Dos Três FFF’s do “Fascismo” (“Fado”, “Fátima” e “Futebol”) aos Três FFF’s da Democracia (Futebol, Futebol e … Futebol!)…


Durante os tempos do Estado Novo, nas acções de “contra-propaganda” a que a oposição anti-fascista recorria para denunciar o regime, uma das frases mais repetidas para encontrar justificação para a mansidão resignada de um povo, era denunciar o recurso , por parte do regime, a três pilares de alienação: Fado, Fátima e Futebol.

Contudo, observando com atenção, essa trilogia não passava de retórica propagandística, muitas vezes injusta.

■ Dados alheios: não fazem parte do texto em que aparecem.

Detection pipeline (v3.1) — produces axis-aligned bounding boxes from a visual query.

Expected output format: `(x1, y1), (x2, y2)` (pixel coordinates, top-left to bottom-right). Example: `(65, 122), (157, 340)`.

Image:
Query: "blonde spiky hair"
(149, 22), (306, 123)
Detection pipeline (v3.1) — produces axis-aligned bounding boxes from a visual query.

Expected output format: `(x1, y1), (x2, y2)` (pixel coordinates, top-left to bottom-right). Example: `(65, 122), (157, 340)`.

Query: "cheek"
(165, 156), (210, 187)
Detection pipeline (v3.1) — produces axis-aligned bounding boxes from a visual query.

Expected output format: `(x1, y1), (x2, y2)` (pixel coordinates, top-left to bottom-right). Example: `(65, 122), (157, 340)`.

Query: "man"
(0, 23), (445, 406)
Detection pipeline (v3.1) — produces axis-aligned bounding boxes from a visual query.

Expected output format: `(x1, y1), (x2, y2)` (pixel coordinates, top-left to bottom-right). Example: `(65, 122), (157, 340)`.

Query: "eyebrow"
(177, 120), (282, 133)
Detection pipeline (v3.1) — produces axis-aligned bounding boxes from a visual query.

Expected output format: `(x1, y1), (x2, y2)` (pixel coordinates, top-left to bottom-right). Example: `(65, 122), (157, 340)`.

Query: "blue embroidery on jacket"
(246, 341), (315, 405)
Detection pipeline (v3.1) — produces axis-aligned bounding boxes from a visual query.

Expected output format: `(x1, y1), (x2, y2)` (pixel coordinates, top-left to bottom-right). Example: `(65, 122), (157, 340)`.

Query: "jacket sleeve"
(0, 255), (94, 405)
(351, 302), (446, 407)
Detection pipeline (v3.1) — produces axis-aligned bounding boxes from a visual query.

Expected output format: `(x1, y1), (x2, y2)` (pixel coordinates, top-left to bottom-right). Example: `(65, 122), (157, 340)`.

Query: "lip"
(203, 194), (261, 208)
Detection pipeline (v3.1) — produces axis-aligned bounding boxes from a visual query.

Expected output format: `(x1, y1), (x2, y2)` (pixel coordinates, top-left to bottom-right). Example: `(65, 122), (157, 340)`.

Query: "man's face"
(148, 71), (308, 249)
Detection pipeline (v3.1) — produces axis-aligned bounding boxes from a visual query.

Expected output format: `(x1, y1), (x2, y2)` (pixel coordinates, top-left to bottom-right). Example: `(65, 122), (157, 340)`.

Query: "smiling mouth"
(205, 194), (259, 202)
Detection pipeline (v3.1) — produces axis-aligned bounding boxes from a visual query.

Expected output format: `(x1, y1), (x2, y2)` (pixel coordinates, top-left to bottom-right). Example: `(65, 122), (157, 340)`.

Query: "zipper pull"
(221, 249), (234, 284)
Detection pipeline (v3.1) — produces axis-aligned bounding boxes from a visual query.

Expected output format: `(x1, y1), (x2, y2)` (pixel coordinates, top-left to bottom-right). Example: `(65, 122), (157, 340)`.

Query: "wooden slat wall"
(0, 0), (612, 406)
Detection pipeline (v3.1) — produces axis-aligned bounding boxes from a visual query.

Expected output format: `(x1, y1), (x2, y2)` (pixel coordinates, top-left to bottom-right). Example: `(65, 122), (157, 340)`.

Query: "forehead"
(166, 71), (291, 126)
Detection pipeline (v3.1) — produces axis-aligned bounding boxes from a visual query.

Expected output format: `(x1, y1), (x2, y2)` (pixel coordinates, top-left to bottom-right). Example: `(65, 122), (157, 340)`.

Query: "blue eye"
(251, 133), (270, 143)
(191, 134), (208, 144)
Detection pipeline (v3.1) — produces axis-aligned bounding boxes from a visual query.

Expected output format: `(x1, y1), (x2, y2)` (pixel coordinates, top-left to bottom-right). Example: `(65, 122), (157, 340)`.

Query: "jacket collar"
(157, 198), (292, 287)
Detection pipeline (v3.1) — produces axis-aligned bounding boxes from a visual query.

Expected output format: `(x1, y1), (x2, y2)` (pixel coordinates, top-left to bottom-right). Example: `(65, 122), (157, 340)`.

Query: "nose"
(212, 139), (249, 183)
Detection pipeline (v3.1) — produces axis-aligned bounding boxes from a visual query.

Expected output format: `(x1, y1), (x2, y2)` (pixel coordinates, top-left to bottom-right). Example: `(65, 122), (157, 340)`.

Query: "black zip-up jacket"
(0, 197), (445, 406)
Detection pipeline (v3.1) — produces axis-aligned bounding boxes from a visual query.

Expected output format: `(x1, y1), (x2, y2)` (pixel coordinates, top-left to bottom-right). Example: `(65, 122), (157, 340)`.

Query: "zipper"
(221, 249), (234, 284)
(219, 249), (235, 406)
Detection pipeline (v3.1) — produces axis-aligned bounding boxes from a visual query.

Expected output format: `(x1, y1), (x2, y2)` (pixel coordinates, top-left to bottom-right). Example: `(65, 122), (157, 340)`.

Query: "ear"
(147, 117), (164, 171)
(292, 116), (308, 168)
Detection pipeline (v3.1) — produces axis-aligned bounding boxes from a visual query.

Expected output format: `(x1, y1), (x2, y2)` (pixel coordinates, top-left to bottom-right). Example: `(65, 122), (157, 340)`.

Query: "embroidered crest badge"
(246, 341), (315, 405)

De facto, os estádios de futebol foram muitas vezes aproveitados para contestar o regime e as figuras públicas que surgiam nas bancadas dos grandes desafios, como o único palco autorizado para manifestações de massas. O jornal que entre nós mais promoveu o desporto “rei”, “A Bola”, era controlado por gente da oposição que se aproveitava da aparente temática inócua desportiva para denunciar o regime nas entrelinhas ou transmitir, de forma cifrada, informação sobre acontecimentos nacionais, recorrendo à metáfora desportiva, como naquela célebre reportagem sobre um jogo de futebol, no fim-de-semana do falhado golpe militar do 16 de Março de 1974, onde se anunciava esse acontecimento de forma subliminar.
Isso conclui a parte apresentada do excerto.